En consecuencia, para esta Comisión no obra prueba que permita inferir que el deber de devolver el dinero al señor JAYSSON CORREA PANCHO por parte del abogado JAIME TOLEDO CUÉLLAR ha cesado, en tal sentido, la retención por la que fue llamado a responder se mantiene hasta que se demuestre que obró de conformidad. Por lo tanto, no ha operado el término prescriptivo de la acción disciplinaria previsto en el artículo 24 de la Ley 1123 de 2007, en relación con el señor JAYSSON CORREA PANCHO y dicho argumento deberá ser despachado de manera desfavorable por esta Comisión.
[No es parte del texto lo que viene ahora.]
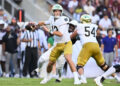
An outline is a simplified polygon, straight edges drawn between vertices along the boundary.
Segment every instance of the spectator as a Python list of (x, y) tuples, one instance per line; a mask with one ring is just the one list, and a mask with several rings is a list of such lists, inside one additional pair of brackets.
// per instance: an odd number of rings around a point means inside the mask
[(116, 57), (118, 57), (118, 48), (117, 48), (117, 40), (112, 37), (112, 29), (107, 30), (108, 36), (102, 39), (101, 50), (104, 52), (104, 58), (106, 63), (109, 66), (112, 66), (112, 62), (114, 60), (114, 49), (116, 52)]
[(91, 1), (90, 0), (88, 0), (87, 3), (86, 3), (86, 5), (83, 6), (83, 9), (89, 15), (92, 15), (92, 12), (95, 11), (95, 7), (93, 7), (91, 5)]
[(102, 30), (107, 30), (112, 26), (111, 20), (108, 18), (108, 15), (105, 14), (104, 17), (99, 21), (99, 27)]
[(79, 2), (78, 6), (75, 9), (75, 12), (73, 13), (73, 18), (77, 21), (80, 21), (80, 16), (82, 12), (83, 12), (83, 8), (81, 6), (81, 3)]
[(68, 10), (71, 14), (73, 14), (75, 8), (78, 6), (78, 1), (77, 0), (71, 0), (68, 3)]
[[(47, 37), (45, 36), (44, 31), (41, 28), (38, 28), (38, 36), (39, 36), (39, 40), (40, 40), (40, 46), (41, 46), (41, 50), (40, 50), (40, 55), (41, 53), (44, 53), (45, 51), (48, 50), (48, 44), (47, 44)], [(40, 56), (39, 55), (39, 56)]]
[(9, 64), (12, 63), (15, 69), (15, 77), (18, 76), (17, 68), (17, 46), (20, 43), (19, 36), (15, 32), (11, 32), (11, 28), (7, 27), (7, 32), (3, 37), (3, 54), (6, 56), (6, 77), (9, 77)]
[(98, 24), (99, 20), (100, 20), (99, 15), (95, 11), (93, 11), (92, 12), (92, 23)]
[(40, 48), (40, 42), (38, 38), (38, 31), (35, 30), (34, 24), (28, 24), (26, 29), (27, 30), (22, 39), (23, 42), (27, 43), (25, 50), (23, 76), (26, 77), (27, 72), (29, 72), (30, 77), (33, 77), (31, 72), (37, 68), (38, 48)]

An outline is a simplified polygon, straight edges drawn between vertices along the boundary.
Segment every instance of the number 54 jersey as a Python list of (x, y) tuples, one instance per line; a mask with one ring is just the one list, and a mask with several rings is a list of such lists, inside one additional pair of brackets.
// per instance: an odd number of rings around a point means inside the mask
[(82, 45), (88, 42), (95, 42), (96, 40), (96, 30), (98, 26), (96, 24), (78, 24), (77, 33), (79, 34)]

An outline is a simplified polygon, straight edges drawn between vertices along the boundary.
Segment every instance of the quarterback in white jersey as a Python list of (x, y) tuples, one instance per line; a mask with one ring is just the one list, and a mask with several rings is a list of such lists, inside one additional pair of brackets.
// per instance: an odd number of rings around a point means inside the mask
[(84, 76), (83, 67), (90, 57), (93, 57), (96, 60), (96, 63), (103, 71), (107, 71), (109, 69), (108, 65), (105, 63), (104, 57), (102, 56), (99, 48), (99, 44), (96, 40), (97, 27), (98, 26), (96, 24), (91, 23), (90, 15), (83, 14), (81, 16), (81, 24), (78, 24), (76, 28), (77, 30), (71, 35), (71, 37), (74, 37), (76, 34), (78, 34), (83, 45), (77, 60), (77, 70), (81, 76), (81, 83), (87, 83), (87, 80)]
[(96, 24), (79, 24), (77, 26), (77, 33), (79, 34), (82, 45), (88, 42), (95, 42), (96, 40), (96, 30), (98, 26)]
[[(67, 24), (69, 22), (69, 19), (65, 16), (62, 16), (63, 8), (59, 4), (56, 4), (52, 8), (52, 13), (54, 15), (54, 19), (49, 19), (49, 21), (52, 22), (39, 22), (39, 25), (43, 24), (51, 24), (52, 28), (50, 30), (44, 28), (44, 30), (48, 31), (50, 34), (54, 35), (54, 41), (56, 42), (55, 47), (52, 49), (49, 63), (47, 66), (47, 76), (41, 81), (41, 84), (47, 83), (51, 79), (51, 71), (52, 67), (55, 64), (56, 60), (59, 58), (59, 56), (64, 53), (65, 59), (70, 65), (70, 68), (74, 75), (74, 84), (80, 84), (80, 81), (78, 79), (78, 75), (76, 72), (75, 65), (71, 59), (72, 56), (72, 42), (70, 40), (70, 35), (68, 33), (68, 27)], [(53, 22), (54, 21), (54, 22)]]

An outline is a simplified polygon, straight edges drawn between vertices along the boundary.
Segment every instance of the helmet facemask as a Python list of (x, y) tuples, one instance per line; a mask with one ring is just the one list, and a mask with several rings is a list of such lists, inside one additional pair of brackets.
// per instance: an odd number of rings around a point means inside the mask
[[(56, 15), (57, 13), (55, 13), (55, 12), (60, 12), (60, 14), (59, 15)], [(55, 17), (55, 18), (59, 18), (60, 16), (62, 16), (62, 13), (63, 13), (63, 8), (62, 8), (62, 6), (61, 5), (59, 5), (59, 4), (55, 4), (53, 7), (52, 7), (52, 14), (53, 14), (53, 16)]]

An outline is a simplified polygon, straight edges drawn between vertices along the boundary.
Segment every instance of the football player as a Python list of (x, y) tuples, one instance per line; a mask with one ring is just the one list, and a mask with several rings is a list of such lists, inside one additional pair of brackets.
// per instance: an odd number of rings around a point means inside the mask
[[(111, 74), (113, 73), (119, 73), (120, 72), (120, 64), (114, 65), (112, 67), (110, 67), (104, 74), (102, 74), (101, 76), (97, 77), (96, 79), (94, 79), (95, 83), (98, 86), (103, 86), (102, 82)], [(118, 78), (118, 82), (120, 82), (120, 78), (116, 76), (116, 78)]]
[[(99, 48), (99, 44), (96, 40), (96, 30), (98, 26), (91, 23), (91, 16), (88, 14), (83, 14), (80, 18), (80, 21), (81, 23), (78, 24), (71, 37), (74, 37), (77, 34), (80, 37), (82, 50), (78, 56), (77, 70), (81, 76), (81, 83), (87, 83), (86, 77), (84, 76), (83, 67), (90, 57), (93, 57), (96, 60), (96, 63), (103, 71), (107, 71), (109, 67), (105, 63), (104, 57), (102, 56)], [(116, 78), (115, 74), (114, 76)]]
[[(69, 24), (69, 33), (71, 34), (72, 32), (74, 32), (78, 22), (76, 20), (72, 20), (68, 24)], [(44, 26), (43, 28), (47, 28), (47, 27)], [(73, 38), (71, 40), (72, 40), (72, 44), (75, 44), (75, 42), (78, 40), (78, 37), (77, 38)], [(54, 48), (54, 46), (52, 46), (52, 48), (50, 48), (48, 51), (46, 51), (45, 53), (43, 53), (40, 56), (40, 58), (38, 60), (38, 68), (35, 69), (32, 72), (33, 75), (40, 74), (41, 68), (44, 65), (44, 63), (49, 61), (49, 56), (50, 56), (50, 53), (51, 53), (53, 48)], [(56, 79), (56, 82), (61, 82), (62, 81), (61, 72), (62, 72), (62, 68), (64, 67), (65, 61), (66, 60), (65, 60), (63, 54), (56, 61), (56, 72), (59, 75), (59, 77)]]
[(51, 29), (45, 29), (50, 34), (54, 35), (55, 47), (52, 49), (49, 63), (47, 66), (47, 76), (41, 81), (41, 84), (47, 83), (51, 79), (52, 67), (55, 64), (58, 57), (64, 53), (64, 57), (70, 65), (71, 71), (74, 75), (74, 84), (80, 84), (78, 74), (75, 65), (72, 61), (72, 42), (70, 40), (70, 34), (68, 33), (68, 22), (69, 18), (62, 16), (63, 8), (59, 4), (55, 4), (52, 7), (53, 16), (46, 22), (39, 22), (39, 25), (50, 24)]

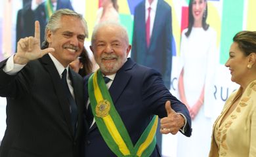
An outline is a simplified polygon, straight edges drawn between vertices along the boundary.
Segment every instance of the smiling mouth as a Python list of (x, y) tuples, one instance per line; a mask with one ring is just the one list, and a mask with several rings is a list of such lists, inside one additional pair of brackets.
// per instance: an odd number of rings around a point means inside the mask
[(72, 52), (75, 52), (77, 51), (77, 50), (74, 50), (74, 49), (70, 48), (66, 48), (66, 49), (67, 49), (68, 51), (70, 51)]
[(198, 16), (200, 14), (200, 11), (196, 11), (194, 12), (195, 15)]
[(102, 58), (103, 60), (116, 60), (115, 58)]

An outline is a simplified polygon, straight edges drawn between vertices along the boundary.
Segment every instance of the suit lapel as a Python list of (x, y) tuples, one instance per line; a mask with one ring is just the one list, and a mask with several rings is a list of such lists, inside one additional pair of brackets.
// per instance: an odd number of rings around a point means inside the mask
[[(78, 135), (78, 131), (81, 130), (79, 124), (82, 124), (82, 122), (81, 122), (81, 120), (82, 120), (82, 116), (83, 116), (83, 106), (84, 104), (85, 103), (82, 103), (81, 104), (81, 99), (84, 100), (83, 97), (84, 96), (84, 93), (83, 91), (81, 91), (81, 88), (83, 88), (81, 86), (83, 86), (83, 84), (80, 84), (80, 81), (79, 81), (77, 75), (76, 75), (76, 73), (75, 71), (72, 70), (70, 68), (69, 69), (70, 71), (70, 79), (72, 82), (72, 86), (74, 89), (74, 93), (75, 94), (75, 103), (77, 105), (77, 111), (78, 111), (78, 115), (77, 115), (77, 133), (75, 134), (75, 138), (77, 137)], [(84, 101), (83, 101), (84, 103)]]
[(55, 65), (54, 65), (53, 61), (51, 60), (50, 56), (47, 54), (45, 55), (41, 59), (43, 65), (45, 67), (45, 69), (48, 71), (51, 75), (51, 78), (53, 80), (53, 86), (55, 89), (56, 94), (58, 97), (58, 101), (60, 102), (60, 107), (62, 109), (65, 120), (66, 123), (68, 124), (68, 128), (70, 130), (69, 134), (70, 135), (72, 135), (73, 131), (71, 125), (71, 117), (70, 117), (70, 107), (67, 99), (64, 99), (66, 97), (64, 90), (63, 88), (63, 85), (62, 84), (60, 76), (58, 75), (58, 71), (56, 69)]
Luego, la Colegiatura accionada estudió la falta establecida en el numeral 4 del artículo 35 de la Ley 1123 de 2007, respecto a la queja propuesta por Jaysson Correa Pancho.

En relación con lo anterior, luego de establecer las normas del caso y aplicar la jurisprudencia correspondiente, concluyó que en el presente caso no se configuraron las causales de exclusión de la responsabilidad disciplinaria, relacionadas con obrar en legítimo ejercicio de un derecho o de una actividad lícita y/o con la convicción errada e invencible de que su conducta no constituía falta disciplinaria, toda vez que, la facultad de retención en el ámbito civil no es ilimitada, pues de manera tácita regula las situaciones específicas en las que se pueden implementar dicha figura jurídica, teniéndose que en el caso en concreto TOLEDO CUÉLLAR retuvo más allá de lo permitido.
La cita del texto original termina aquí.